Hidden rainfall pattern could reshape farming

University of California, San Diego — A new study from the University of California, San Diego identifies an unexpected influence on global crop stability: the original source of rainfall.

The research follows atmospheric moisture back to the place where it first evaporated, whether from the ocean or from land surfaces such as soil, lakes and forests.

Ocean-derived moisture can travel across continents within large weather systems including atmospheric rivers, monsoons and tropical storms. Moisture that comes from land, often referred to as recycled rainfall, is created when water evaporates from nearby soils and vegetation, fuelling more localized storms. The study says the ratio of ocean to land moisture strongly shapes regional drought risk and agricultural productivity.

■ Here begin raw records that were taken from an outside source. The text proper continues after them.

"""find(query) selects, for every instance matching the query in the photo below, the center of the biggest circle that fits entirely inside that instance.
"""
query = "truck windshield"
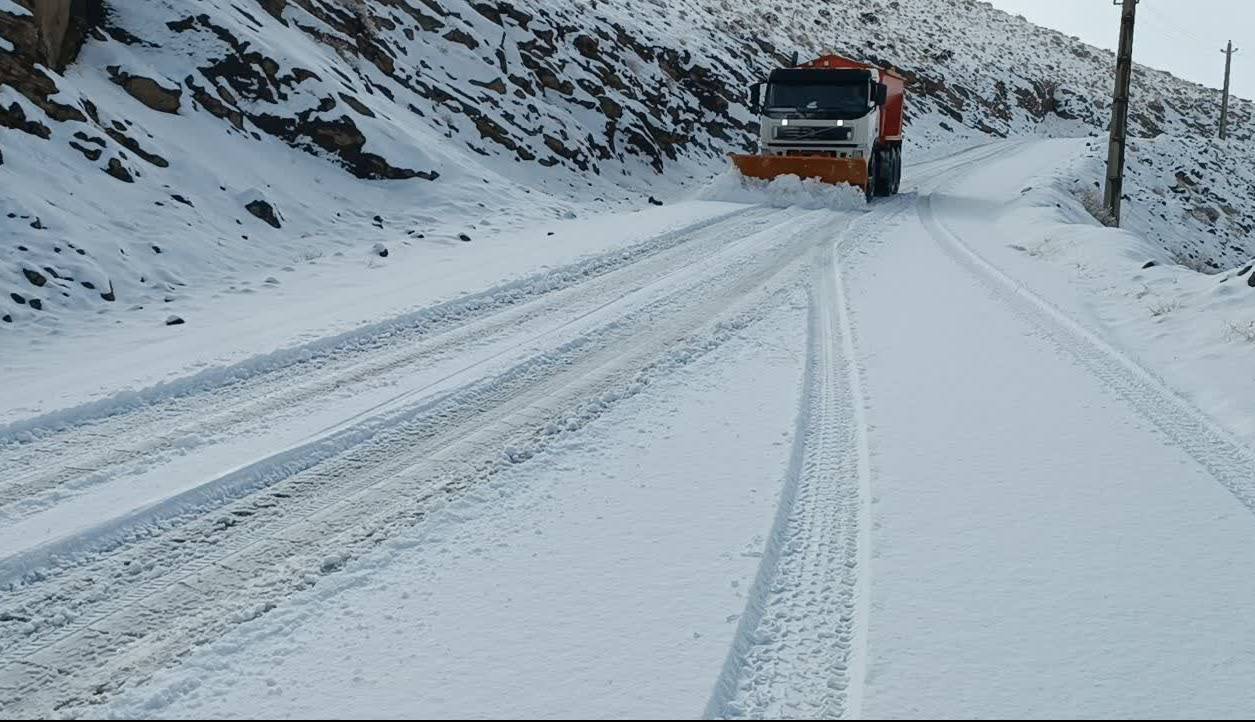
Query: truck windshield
(846, 101)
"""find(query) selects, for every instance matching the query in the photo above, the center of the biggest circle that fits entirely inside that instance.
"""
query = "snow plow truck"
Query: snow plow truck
(835, 119)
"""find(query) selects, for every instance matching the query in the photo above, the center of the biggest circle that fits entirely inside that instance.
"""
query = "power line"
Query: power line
(1224, 103)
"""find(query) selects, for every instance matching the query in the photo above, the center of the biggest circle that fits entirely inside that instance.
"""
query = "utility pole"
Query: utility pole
(1224, 101)
(1120, 109)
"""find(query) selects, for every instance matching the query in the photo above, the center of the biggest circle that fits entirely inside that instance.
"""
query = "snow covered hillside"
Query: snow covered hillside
(161, 160)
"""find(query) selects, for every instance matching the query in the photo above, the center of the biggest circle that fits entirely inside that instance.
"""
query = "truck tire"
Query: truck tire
(882, 178)
(897, 170)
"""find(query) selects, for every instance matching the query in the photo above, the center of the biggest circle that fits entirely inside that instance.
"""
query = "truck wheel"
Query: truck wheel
(884, 175)
(897, 170)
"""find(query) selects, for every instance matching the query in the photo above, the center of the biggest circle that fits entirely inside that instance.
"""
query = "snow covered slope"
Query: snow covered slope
(162, 161)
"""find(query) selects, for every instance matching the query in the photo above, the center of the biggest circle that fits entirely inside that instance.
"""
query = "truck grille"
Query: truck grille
(805, 133)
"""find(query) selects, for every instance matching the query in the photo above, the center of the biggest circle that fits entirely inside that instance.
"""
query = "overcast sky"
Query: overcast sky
(1184, 38)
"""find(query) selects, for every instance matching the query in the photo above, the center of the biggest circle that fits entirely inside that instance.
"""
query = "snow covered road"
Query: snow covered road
(773, 462)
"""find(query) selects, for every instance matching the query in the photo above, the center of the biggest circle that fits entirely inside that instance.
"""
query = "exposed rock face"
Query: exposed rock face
(148, 91)
(264, 211)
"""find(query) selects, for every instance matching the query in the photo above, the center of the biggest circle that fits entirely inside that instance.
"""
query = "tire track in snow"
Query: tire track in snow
(89, 455)
(146, 603)
(1226, 458)
(800, 647)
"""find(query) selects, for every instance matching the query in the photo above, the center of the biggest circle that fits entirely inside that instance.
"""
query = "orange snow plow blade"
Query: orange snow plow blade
(827, 170)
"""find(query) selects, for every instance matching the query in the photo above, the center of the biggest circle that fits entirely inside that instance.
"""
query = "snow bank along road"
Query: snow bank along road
(987, 507)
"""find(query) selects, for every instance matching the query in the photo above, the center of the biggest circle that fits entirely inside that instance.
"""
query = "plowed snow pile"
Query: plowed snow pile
(783, 192)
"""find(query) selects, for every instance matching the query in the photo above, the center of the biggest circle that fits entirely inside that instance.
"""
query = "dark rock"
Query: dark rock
(265, 211)
(456, 35)
(118, 171)
(148, 91)
(35, 278)
(275, 8)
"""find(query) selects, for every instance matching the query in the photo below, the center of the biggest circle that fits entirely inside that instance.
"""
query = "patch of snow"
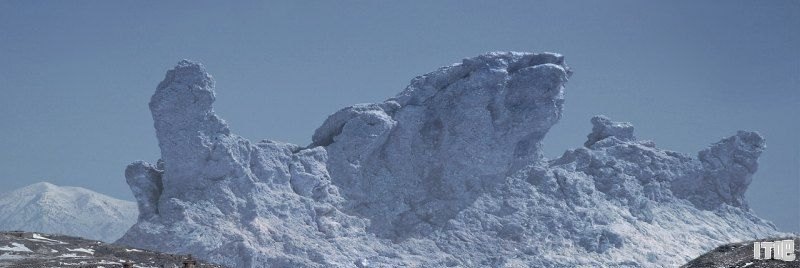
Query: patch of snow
(75, 211)
(16, 247)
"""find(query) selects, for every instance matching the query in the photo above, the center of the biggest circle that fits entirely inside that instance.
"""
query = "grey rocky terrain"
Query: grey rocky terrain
(36, 250)
(738, 255)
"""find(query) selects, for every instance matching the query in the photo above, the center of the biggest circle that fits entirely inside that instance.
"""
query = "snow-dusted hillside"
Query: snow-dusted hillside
(449, 173)
(74, 211)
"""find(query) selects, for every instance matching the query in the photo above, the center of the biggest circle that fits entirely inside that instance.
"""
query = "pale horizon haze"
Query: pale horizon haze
(76, 76)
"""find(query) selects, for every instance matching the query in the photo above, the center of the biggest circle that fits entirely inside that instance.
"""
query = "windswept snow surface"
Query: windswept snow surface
(75, 211)
(449, 173)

“Our work reframes drought risk — it’s not just about how much it rains, but where that rain comes from,” said Yan Jiang, the study’s lead author and postdoctoral scholar at UC San Diego. “Understanding the origin of rainfall and whether it comes from oceanic or land sources, gives policymakers and farmers a new tool to predict and mitigate drought stress before it happens.”

Using nearly 20 years of satellite measurements, Jiang and co-author Jennifer Burney of Stanford University quantified how much of global rainfall begins as land-based evaporation. They found that when more than roughly one-third of precipitation originates from land, croplands become significantly more susceptible to drought, soil moisture declines and drops in yield. Ocean-driven systems generally produce heavier and more consistent rainfall, while land-driven systems tend to produce lighter and less predictable showers, making crops more vulnerable during stages when water is essential.

“For farmers in areas that rely heavily on land-originating moisture — such as parts of the (United States) Midwest — local water availability becomes the deciding factor for crop success,” Jiang explained. “Changes in soil moisture or deforestation can have immediate, cascading impacts on yields.”

The research identifies the U.S. Midwest as one of two prominent global hotspots, the other being tropical East Africa.

In the Midwest, Jiang notes that droughts have grown more frequent and intense in recent years, despite the region’s status as one of the world’s most productive agricultural zones.

“Our findings suggest that the Midwest’s high reliance on land-sourced moisture, from surrounding soil and vegetation, could amplify droughts through what we call ‘rainfall feedback loops,'” Jiang said. “When the land dries out, it reduces evaporation, which in turn reduces future rainfall — creating a self-reinforcing drought cycle.”

Because the region is a major contributor to global grain markets, disruptions there can influence food supply far beyond U.S. borders. Jiang says farmers in the Midwest may need to focus on soil moisture conservation, irrigation efficiency and strategic timing of planting to limit the risk of compounding drought effects.

Jiang’s work introduces a new framework that links land use decisions, rainfall patterns and agricultural planning. This approach may become increasingly important as regions look for strategies to strengthen drought resilience.

The study also presents a satellite-based mapping method that could guide investments in irrigation, soil water retention and forest conservation to help stabilize rainfall.